Oleh: Patricius M Botha. S.Fil., M.Si
PADA pagi yang sunyi di salah satu dusun di Kecamatan Detusoko, seorang ibu muda menyuapi bayinya lontong basah ke dalam mulut mungilnya.
Ia tahu anaknya tampak kurus, lebih pendek dibanding teman sebaya, tapi ia tidak punya tenaga untuk bertanya: apakah ini stunting atau “nasib biasa”
Bagi dia, rutinitas ini adalah irama kehidupan—setiap hari, setiap suapan, penuh harap agar anaknya tetap hidup.

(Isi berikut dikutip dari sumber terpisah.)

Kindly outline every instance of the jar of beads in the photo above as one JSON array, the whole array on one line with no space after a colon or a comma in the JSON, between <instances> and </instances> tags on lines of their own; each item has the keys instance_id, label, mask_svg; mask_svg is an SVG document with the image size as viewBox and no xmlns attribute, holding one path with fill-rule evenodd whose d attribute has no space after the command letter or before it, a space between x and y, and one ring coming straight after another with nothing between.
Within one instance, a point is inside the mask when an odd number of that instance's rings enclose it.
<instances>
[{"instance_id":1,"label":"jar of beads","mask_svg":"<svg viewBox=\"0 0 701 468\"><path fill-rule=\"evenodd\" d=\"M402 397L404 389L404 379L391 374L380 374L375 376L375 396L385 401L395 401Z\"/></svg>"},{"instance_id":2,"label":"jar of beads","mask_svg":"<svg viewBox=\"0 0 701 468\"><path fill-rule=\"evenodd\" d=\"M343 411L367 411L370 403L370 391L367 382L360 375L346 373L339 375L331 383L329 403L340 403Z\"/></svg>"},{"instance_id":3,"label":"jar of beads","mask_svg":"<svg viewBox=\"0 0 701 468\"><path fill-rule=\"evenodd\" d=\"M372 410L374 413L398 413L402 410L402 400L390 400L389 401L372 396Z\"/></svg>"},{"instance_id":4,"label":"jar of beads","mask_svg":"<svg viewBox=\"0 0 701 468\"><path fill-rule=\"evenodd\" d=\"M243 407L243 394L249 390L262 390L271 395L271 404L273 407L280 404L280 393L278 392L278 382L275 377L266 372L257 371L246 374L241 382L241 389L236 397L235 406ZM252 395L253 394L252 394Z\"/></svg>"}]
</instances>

Tak jauh dari sana, di kantor bupati, angka-angka resmi dibacakan dalam forum rembuk stunting: 30,2%.
Ya, menurut Wakil Bupati Ende, angka stunting Kabupaten Ende tahun 2025 melonjak dari 27 % menjadi 30,2 %.(Florespos.net). Ini bukan sekadar statistik, tetapi alarm bahwa banyak anak di Ende hidup dalam kekurangan yang sistemik.
Di Antara Data dan Kenyataan: Fakta Terkini
Beberapa fakta yang patut dicermati: Penimbangan Februari 2024 mencatat prevalensi stunting Ende sebesar 8,2 % atau sekitar 1.448 kasus. (ende.pom.go.id +1). Namun, klaim resmi untuk 2025 menyebut angka naik drastis menjadi 30,2 %. (Florespos.net).
Pemerintah Kabupaten sendiri mengakui bahwa program pencegahan belum cukup fokus pada lokus stunting dan bahwa alokasi anggaran menjadi kendala serius. Florespos.net.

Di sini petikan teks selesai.